Our HR department is an absolute joke.  It consists of one lady who doesn't return calls, brushes everything under the rug and continually sides with an idiot lower manager with no real clout in the company. .And they love to waste valuable company time with demoralizing  and worthless "team building" exercises that only succeed in driving people further apart.  Here's a clue: if you're respected as a manager who values and respects your employees, you don't need team building quilting and popcorn parties. The American workplace has become an absolute joke in the last decade or so.  Have you looked at some of the asinine job ads some of these HR people post on line?  I've seen $8.00 an hour 2-page job ads asking for the world  (college degree not required but preferred), and jobs where the HR Department can't decide who it is they want to hire: secretary with computer programming experience and ISO savvy; must be willing to do some light cleaning on the side. Get rid of the clueless in-house HR department, fire the useless, often psychotic middle managers, and hire good employees who can sail unsupervised for you. There are successful businesses out there that have done just that. I know, I've worked for one.

March 14, 2011 2:41 PM

brian said:

everybody knows that HR sucks.
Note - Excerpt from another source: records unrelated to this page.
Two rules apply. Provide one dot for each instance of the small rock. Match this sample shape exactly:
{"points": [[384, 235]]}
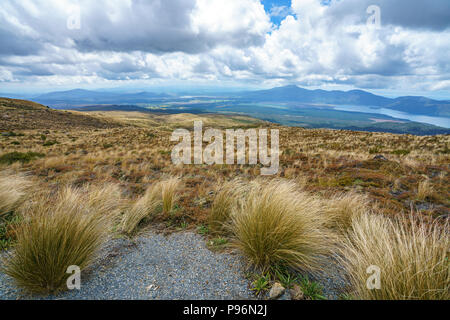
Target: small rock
{"points": [[276, 291], [297, 293]]}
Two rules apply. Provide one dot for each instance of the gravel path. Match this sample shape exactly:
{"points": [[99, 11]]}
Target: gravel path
{"points": [[174, 267], [156, 267]]}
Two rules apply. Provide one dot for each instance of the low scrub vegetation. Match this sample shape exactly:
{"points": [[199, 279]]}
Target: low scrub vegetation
{"points": [[412, 257]]}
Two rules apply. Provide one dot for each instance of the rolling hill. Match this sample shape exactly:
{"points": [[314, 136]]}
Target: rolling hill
{"points": [[26, 115]]}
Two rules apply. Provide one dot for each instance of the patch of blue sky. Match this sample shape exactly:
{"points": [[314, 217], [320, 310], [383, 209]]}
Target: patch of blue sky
{"points": [[277, 9]]}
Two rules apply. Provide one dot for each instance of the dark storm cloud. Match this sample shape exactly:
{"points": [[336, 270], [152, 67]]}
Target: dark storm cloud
{"points": [[18, 45]]}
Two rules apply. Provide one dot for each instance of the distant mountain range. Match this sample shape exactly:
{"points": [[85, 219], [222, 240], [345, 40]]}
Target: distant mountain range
{"points": [[293, 94], [289, 94], [80, 97]]}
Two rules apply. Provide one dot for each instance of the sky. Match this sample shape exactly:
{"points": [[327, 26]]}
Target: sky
{"points": [[392, 47]]}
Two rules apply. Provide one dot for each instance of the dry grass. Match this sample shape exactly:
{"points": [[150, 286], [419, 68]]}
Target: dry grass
{"points": [[412, 257], [225, 201], [143, 208], [277, 225], [57, 232], [425, 190], [168, 193], [342, 208], [13, 189]]}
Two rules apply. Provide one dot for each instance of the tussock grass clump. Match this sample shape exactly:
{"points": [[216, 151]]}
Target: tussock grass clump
{"points": [[168, 193], [278, 225], [342, 208], [10, 158], [13, 189], [141, 209], [228, 196], [58, 231], [412, 257], [425, 190]]}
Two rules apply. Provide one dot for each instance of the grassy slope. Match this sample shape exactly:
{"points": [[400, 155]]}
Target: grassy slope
{"points": [[21, 114]]}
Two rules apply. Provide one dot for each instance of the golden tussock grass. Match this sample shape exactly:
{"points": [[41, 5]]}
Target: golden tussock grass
{"points": [[143, 208], [13, 189], [412, 257], [225, 201], [59, 231], [425, 189], [169, 189], [278, 225]]}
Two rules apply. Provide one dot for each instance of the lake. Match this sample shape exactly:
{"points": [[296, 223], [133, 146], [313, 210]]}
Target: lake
{"points": [[437, 121]]}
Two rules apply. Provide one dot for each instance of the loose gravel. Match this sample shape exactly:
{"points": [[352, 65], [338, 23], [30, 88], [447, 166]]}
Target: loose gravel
{"points": [[178, 266], [158, 267]]}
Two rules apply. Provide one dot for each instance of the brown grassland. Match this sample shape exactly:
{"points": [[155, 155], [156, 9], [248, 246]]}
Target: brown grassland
{"points": [[346, 174]]}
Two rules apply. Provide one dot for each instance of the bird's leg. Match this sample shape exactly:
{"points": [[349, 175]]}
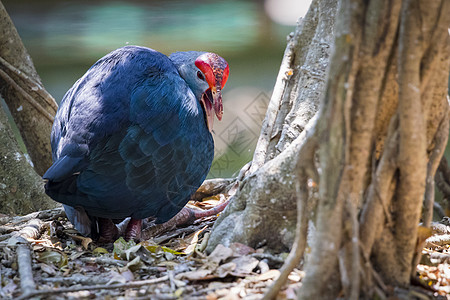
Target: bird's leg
{"points": [[186, 216], [133, 231], [107, 230]]}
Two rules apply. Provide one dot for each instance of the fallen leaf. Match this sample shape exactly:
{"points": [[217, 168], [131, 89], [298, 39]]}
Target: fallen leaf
{"points": [[47, 269], [120, 246], [53, 256], [135, 264], [99, 250], [245, 265], [241, 249], [271, 274], [196, 275], [225, 269], [191, 248], [221, 253]]}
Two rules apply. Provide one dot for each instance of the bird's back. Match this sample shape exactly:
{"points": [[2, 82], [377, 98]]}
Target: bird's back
{"points": [[129, 139]]}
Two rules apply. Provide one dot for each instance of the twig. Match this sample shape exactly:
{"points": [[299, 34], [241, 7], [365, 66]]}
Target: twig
{"points": [[128, 285], [306, 170], [184, 217], [272, 259], [27, 284], [32, 83], [442, 177], [77, 279], [179, 231], [103, 261], [49, 214], [212, 187], [284, 74], [440, 141], [32, 229], [27, 96], [437, 240]]}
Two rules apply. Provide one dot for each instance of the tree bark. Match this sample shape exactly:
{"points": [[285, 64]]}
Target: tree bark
{"points": [[378, 136], [263, 212], [32, 107]]}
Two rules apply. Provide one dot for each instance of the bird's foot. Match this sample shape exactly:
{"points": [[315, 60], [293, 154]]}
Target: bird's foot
{"points": [[186, 216], [107, 231], [133, 231]]}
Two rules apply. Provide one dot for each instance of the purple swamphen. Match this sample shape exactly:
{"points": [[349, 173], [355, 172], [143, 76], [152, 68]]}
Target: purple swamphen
{"points": [[132, 138]]}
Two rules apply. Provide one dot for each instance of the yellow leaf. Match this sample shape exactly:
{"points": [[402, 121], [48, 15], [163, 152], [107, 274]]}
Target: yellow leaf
{"points": [[100, 250]]}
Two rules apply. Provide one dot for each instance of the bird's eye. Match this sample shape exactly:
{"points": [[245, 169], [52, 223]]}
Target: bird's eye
{"points": [[200, 75]]}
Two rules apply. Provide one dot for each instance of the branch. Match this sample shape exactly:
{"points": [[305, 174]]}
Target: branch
{"points": [[284, 75], [27, 284], [306, 170], [133, 284]]}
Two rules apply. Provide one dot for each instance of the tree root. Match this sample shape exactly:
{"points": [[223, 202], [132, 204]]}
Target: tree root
{"points": [[128, 285]]}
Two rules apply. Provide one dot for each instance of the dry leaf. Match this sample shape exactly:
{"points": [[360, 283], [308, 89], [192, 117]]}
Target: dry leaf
{"points": [[245, 265], [271, 274], [221, 253], [196, 275], [53, 256], [225, 269], [190, 249]]}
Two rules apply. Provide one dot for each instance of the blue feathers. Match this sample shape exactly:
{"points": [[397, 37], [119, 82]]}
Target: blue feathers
{"points": [[129, 140]]}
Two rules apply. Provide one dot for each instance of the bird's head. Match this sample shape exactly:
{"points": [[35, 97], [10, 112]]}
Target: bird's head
{"points": [[206, 74]]}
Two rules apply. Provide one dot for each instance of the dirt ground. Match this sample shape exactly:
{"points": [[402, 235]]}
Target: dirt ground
{"points": [[171, 265]]}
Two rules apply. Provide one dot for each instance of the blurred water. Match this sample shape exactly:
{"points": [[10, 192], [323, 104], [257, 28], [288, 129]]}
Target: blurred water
{"points": [[65, 37]]}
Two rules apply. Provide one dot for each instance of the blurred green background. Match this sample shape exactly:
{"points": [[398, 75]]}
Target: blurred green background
{"points": [[64, 38]]}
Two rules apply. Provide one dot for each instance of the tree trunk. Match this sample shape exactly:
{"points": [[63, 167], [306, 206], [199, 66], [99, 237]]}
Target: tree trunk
{"points": [[378, 139], [21, 189], [32, 107], [264, 211]]}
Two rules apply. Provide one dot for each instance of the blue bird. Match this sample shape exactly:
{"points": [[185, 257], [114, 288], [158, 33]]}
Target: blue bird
{"points": [[132, 138]]}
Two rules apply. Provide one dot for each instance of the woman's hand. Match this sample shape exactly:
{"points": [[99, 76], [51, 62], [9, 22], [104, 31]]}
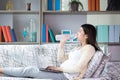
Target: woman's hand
{"points": [[54, 68], [63, 41], [77, 78]]}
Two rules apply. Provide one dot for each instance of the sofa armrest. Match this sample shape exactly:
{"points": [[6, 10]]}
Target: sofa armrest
{"points": [[101, 78], [17, 78]]}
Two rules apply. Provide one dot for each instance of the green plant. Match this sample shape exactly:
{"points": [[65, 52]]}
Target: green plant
{"points": [[76, 2]]}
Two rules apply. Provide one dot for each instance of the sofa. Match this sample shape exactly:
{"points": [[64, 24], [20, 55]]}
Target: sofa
{"points": [[43, 56]]}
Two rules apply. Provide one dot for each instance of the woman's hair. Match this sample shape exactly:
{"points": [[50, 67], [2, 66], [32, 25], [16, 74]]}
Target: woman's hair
{"points": [[90, 30]]}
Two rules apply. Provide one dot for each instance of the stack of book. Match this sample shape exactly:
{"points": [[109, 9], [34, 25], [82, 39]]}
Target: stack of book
{"points": [[47, 34], [7, 34]]}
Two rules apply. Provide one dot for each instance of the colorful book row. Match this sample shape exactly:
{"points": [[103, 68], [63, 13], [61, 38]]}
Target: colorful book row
{"points": [[7, 34], [108, 33], [47, 34], [53, 4], [93, 5]]}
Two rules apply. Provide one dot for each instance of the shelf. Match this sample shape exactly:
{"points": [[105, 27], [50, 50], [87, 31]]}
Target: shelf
{"points": [[18, 12], [18, 43], [109, 43], [82, 12]]}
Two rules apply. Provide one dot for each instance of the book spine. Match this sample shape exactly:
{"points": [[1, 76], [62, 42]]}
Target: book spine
{"points": [[5, 34], [89, 5], [111, 33], [50, 5], [117, 33], [8, 33], [44, 33], [0, 34], [52, 37], [105, 32], [93, 5], [57, 4], [14, 39], [47, 36], [99, 34], [97, 5]]}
Less jobs in this crisis ridden world means more and more of these HR parasites having more and more power while being less and less competent.

They are not only useless but they are the most unproductive and therefore the most expensive employees in a company.

99% have no skills, no competency in any trade and 90% of them have not a clue about people, even though they often have studied pseudo sciences like psychology.

HR people pollute the ecosystem of healthy enterprise until they have helped recruiting so many incompetent employees (including friends and family) that the company has become hopelessly sick.

As a CEO, I would fire the entire HR department, ask them to go polish their nails and surf on facebook, linkedin and google at home if they want, but not with the money of my shareholders !

Recruitment was and should be done by operative and skilled people (sales people should recruit sales people, accountants recruit accountants, etc...). It was the case in the past, when corporate bullshit wasn't the norm.

As more and more executives realize, we don't need HR. At least not for recruitment.

February 7, 2014 9:20 AM

Herman Melville said:

Great article on the scourge that is HR.  They are out of touch with reality and only serve as buffers to management and litigation deterrents.  It's demotivating to see corporations hire HR executives who draw exorbitant paychecks while telling employees they are aiming to reduce salaries to the 50th percentile average of the industry standard.